Germany, France and a Lisbon “Make-over”

Arthur Beesley has a good piece in the Irish Times today where he starts to piece together the situation regarding the combined German/French push to bring in new rules on the management of financial affairs by EU member states.

Merkel/Sarkozy seem to be intent on changing the Lisbon Treaty (remember that?) to:

  • Empower un-named EU “authorities” to suspend the voting rights of member states who break EU budget “rules”
  • Turn the €750bn EU bail-out package into a permanent facility/mechanism
  • Allow governments to engage in processes by which they can re-structure/re-negotiate their national debts.

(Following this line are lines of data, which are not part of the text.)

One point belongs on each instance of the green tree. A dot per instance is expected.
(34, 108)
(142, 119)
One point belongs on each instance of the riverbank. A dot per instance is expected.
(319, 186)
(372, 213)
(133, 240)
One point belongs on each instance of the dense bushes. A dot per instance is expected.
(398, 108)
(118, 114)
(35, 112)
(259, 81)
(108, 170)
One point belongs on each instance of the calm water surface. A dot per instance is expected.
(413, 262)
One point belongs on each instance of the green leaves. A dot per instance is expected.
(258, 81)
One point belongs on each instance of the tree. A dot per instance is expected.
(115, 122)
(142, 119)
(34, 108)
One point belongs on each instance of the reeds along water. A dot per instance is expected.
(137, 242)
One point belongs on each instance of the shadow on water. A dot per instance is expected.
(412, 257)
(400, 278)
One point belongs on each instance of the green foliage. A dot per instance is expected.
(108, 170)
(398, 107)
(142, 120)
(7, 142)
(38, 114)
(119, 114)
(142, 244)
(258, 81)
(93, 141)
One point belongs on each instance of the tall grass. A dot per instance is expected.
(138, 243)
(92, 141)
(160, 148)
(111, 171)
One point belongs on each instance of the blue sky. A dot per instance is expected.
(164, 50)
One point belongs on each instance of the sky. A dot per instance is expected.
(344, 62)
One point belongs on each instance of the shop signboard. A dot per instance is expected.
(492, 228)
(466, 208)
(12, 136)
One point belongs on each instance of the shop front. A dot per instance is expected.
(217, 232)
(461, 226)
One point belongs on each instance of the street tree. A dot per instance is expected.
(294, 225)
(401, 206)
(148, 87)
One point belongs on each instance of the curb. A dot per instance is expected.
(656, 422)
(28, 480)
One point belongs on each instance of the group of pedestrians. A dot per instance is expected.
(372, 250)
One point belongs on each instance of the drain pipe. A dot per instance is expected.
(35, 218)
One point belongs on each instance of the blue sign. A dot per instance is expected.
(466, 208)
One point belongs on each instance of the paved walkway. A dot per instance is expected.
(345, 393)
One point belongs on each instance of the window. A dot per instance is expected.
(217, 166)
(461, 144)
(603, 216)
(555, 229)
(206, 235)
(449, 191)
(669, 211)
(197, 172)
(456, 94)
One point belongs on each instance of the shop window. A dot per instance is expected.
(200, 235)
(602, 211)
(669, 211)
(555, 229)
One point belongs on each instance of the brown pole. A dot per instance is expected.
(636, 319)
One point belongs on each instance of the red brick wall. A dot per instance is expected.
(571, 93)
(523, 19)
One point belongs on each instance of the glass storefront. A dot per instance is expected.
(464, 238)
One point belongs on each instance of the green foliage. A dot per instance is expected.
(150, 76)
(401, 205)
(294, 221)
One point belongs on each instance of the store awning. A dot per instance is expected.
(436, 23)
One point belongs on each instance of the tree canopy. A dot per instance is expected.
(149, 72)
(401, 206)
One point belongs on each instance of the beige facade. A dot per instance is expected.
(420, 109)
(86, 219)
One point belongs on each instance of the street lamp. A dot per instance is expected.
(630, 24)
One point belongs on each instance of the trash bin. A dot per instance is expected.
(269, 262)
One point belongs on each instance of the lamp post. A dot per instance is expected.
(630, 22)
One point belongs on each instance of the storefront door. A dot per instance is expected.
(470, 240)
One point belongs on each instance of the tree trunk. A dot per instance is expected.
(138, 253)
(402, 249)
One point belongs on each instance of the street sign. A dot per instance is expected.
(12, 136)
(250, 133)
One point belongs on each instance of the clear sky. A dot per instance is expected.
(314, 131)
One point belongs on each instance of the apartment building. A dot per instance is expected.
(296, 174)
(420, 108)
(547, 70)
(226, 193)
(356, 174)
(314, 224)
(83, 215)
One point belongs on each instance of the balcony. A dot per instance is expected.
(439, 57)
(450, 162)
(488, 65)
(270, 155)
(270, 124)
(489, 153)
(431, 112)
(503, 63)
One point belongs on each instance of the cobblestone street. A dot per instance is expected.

No doubt this is connected to Von Rompey’s ongoing efforts in this area but I have some questions for Merkel/Sarkozy:

  1. Germany & France have both broken the Growth & Stability Pact (which is origin of the “3% of GDP” metric) in the past – why no sanction at that stage? Are Germany & France above reproach or have they too much EU muscle?
  2. Why did the ECB not take any steps to counteract domestic over-heating in the Irish economy from 2002-2007 – was it because the Germany was sluggish and ECB monetary policy was dominated in this regard?
  3. Where did France & Germany get their mandate to remove democratic voting rights from other member states (irrespective of their actions) – is this not fundamentally anti-democractic?
  4. When will Germany & France decide to engage in open & democratic negotiations in good faith with all member states rather than cutting side-bar deals (like this one) themselves and then trying to drag everybody along?

Thankfully, as per Beesley’s article, they are not having it all their own way with an alliance of EU leaders pushing to “scale back” these plans.